所以,這兩天你千萬沉住氣,別再跟傻柱起沖突了。”秦淮如說道。
賈張氏心裏雖惱,卻也不得不應了秦淮如。
光靠秦淮如那點工資,賈家確實過不上好日子。
雖說餓不死,但賈家這些人,可沒有吃苦耐勞的品性。
何雨水是個勤快姑娘,每月放假回來一次,都要把家裏收拾得井井有條。
還會把何雨柱換下的衣服洗得幹幹淨淨。
何雨水去院子裏洗衣服時,一直守在窗邊的秦淮如瞧見了。
秦淮如立刻端着一盆衣服出去,假裝跟何雨水碰巧遇上。
“雨水,放假啦。”秦淮如問道。
何雨水抬頭看了秦淮如一眼,眼神裏滿是嫌棄,沒搭理她。
“雨水,你哥這兩天的事,想必已跟你說了。
秦姐我承認,我們家確實對不住你哥。
我婆婆那人,你也清楚。
棒梗是她帶大的,學了她不少壞習性。
我也想讓棒梗學好,可每天上班,家裏就我掙錢,哪顧得上孩子?真沒想到棒梗會學壞。
那天他去你家,偷了你哥給你準備的半袋白面。
我婆婆那人,好吃懶做,直接拿那白面做了饅頭。
我回家時,她騙我說是用養老錢買的。
直到過了一天,我看到裝白面的袋子,才明白怎麼回事。”秦淮如口才了得,何雨水一個單純小姑娘,哪是對手。
見何雨水臉色緩和,秦淮如暗自得意,心想:【傻柱傻柱,等我給雨水洗腦,看我怎麼拿捏你!到時候,你別想擺脫我們家。
】
“雨水!你回來!”何雨柱立刻把何雨水叫了回去。
何雨水差點被秦淮如說服,聽到何雨柱的喊聲,如夢初醒,衣服沒洗完,就端着盆跑回去了。
“你這傻孩子,跟你說了別理這種人。
她嘴裏要是有一句真話,太陽都得打西邊出來。
棒梗偷我東西,難道是從上次才開始的嗎?她早就知道了。
我們家的糧食、吃的,棒梗哪樣沒偷過?以前我覺得他小,沒計較,沒想到現在越來越過分。

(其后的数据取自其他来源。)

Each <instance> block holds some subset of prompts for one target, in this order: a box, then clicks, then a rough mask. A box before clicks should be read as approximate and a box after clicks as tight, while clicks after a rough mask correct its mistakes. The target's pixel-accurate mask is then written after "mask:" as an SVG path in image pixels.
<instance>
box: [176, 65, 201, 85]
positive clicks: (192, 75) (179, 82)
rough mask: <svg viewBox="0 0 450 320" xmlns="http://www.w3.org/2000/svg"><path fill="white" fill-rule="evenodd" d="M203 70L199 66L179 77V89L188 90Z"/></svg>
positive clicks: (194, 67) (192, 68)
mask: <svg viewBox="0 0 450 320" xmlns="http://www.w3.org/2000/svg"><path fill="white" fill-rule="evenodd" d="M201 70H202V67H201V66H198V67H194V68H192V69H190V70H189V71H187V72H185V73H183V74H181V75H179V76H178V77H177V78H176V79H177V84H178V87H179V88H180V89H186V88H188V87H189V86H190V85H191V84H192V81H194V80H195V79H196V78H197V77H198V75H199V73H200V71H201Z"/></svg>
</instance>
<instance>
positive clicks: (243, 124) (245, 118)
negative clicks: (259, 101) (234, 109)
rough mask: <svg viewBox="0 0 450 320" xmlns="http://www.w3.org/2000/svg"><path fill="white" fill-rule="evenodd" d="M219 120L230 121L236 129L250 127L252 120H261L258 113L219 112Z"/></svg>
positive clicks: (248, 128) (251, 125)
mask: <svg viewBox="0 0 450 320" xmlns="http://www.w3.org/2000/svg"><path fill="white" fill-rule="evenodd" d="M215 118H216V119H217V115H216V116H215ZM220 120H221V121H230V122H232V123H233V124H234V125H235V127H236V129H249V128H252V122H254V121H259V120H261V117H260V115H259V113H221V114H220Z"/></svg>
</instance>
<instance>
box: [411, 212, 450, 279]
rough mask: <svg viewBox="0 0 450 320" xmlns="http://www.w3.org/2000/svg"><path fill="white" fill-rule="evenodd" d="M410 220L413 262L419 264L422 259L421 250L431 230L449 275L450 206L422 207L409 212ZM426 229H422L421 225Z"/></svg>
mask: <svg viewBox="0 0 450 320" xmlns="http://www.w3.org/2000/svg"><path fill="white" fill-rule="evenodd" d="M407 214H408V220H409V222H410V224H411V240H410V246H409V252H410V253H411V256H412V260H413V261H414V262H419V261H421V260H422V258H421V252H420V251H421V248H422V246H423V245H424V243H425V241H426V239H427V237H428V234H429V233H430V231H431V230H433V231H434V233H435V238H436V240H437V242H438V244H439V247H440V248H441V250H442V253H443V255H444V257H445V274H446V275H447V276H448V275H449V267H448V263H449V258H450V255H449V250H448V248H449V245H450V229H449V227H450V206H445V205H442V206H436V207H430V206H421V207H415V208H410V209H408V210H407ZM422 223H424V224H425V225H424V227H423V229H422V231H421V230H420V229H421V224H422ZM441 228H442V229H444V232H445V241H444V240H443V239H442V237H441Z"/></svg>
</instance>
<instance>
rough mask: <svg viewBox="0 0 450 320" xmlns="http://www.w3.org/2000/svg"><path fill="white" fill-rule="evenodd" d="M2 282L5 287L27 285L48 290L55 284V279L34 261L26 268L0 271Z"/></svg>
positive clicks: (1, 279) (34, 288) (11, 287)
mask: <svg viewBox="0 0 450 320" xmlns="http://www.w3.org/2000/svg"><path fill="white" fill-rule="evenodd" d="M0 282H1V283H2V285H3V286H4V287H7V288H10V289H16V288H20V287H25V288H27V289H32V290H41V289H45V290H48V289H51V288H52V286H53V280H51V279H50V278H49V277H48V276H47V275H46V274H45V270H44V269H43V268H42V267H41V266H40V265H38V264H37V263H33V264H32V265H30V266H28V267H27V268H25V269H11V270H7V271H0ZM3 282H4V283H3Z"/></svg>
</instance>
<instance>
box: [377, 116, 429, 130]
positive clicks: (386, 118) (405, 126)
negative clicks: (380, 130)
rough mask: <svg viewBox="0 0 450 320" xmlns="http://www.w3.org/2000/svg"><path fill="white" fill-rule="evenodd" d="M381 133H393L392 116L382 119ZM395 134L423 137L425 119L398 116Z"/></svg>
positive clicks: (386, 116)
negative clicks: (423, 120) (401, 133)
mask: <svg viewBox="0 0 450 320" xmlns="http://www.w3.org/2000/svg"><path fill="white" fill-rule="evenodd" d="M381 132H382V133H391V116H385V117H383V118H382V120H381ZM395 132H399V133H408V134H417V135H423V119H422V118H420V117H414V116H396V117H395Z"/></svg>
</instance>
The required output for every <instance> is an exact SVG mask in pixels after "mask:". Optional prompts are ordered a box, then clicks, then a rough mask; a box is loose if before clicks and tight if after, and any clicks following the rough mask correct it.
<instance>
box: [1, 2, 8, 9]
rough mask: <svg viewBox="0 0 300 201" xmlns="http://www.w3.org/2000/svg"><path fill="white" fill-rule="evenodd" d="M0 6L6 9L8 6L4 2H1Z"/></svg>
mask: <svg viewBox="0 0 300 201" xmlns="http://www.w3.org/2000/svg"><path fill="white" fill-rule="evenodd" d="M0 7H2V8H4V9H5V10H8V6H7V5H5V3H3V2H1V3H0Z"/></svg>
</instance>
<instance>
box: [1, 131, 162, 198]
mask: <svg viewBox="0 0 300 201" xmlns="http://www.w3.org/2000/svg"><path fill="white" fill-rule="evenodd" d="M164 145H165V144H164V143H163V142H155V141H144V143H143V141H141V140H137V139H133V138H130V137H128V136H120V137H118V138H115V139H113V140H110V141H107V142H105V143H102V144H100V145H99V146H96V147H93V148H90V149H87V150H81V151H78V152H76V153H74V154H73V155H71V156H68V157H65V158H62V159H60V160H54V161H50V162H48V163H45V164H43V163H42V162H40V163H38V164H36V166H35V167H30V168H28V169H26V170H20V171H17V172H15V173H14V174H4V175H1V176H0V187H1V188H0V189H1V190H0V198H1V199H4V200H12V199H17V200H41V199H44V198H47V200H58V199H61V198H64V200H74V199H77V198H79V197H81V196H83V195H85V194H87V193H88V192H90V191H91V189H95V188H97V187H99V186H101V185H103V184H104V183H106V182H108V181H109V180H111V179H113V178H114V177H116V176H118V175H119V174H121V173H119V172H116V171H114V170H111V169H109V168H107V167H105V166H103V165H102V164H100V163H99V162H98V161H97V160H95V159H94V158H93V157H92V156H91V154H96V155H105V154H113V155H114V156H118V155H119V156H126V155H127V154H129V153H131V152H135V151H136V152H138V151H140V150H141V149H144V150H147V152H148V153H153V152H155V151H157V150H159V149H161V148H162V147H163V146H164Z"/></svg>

他們一家人都是白眼狼,我幫了他們家幾年,他們卻把我當仇人。”何雨柱再次告誡何雨水。
“哥,你放心。
她說什麼我都不會信。”何雨水說。
“你要是信她,我就當沒你這個妹妹。
你以後就去她家當妹妹。
學費、生活費,你看她會不會給你。
到時候,她還會不會對你這麼親熱。”何雨柱警告道。
如果妹妹還這麼容易被秦淮如哄騙,何雨柱也不打算要這個妹妹了。
養育她幾年的哥哥她不信,卻去信一個外人,和賈家那些白眼狼有什麼區別?
“哥,我都說不會再上她的當了。
你還這樣。”何雨水不滿地說。
秦淮如在院子裏等了半天,也沒見何雨水再出來。
“這秦淮如真煩人,賴着不走。”何雨水往外看了幾回,秦淮如還在慢悠悠地洗衣服,實際上就是在等何雨水出去。
“你讓她守着便成,這些衣物擱這兒,我待會兒去洗。”何雨柱開口。
“那不成,你個大男人洗衣服,旁人得笑話你。”何雨水反駁。
“笑話啥,以前不都是我洗?”何雨柱不以爲意。
“那時我小,如今我長大了,哪能讓哥洗衣服?”何雨水語氣堅決。
秦淮如在院裏等了許久,不見何雨水出來,知曉今日計劃落空。
看來得等何雨柱不在時,再去勸何雨水。
想到此,秦淮如擰幹洗淨的衣物晾好,無奈搖頭回家。
賈張氏譏諷:“熱臉貼冷屁股,有用嗎?”
“不管有無用,我都得試試。
我爲誰?還不是爲這個家?你再作,哪天我扛不住,買瓶農藥喝了,一了百了。
到時候,看你帶棒梗兄妹喝西北風!”秦淮如實在忍受不了好吃懶做的婆婆。
賈張氏如今不敢與秦淮如對着幹,她真怕哪天惹怒秦淮如,秦淮如扔下她和三個孩子,改嫁過好日子。
賈張氏當年不是沒想過改嫁,可她好吃懶做,還帶個孩子,誰願娶她?那時,不少男人戰死,像她這樣的寡婦多的是。
條件不好的,改嫁不易。
老賈去世時,賈東旭十七八歲,接了老賈的班。
賈張氏思來想去,最終沒改嫁。
賈東旭放話,她不改嫁,他養她一輩子,保她吃飽穿暖;若改嫁,便不再是賈家人,他不再認她。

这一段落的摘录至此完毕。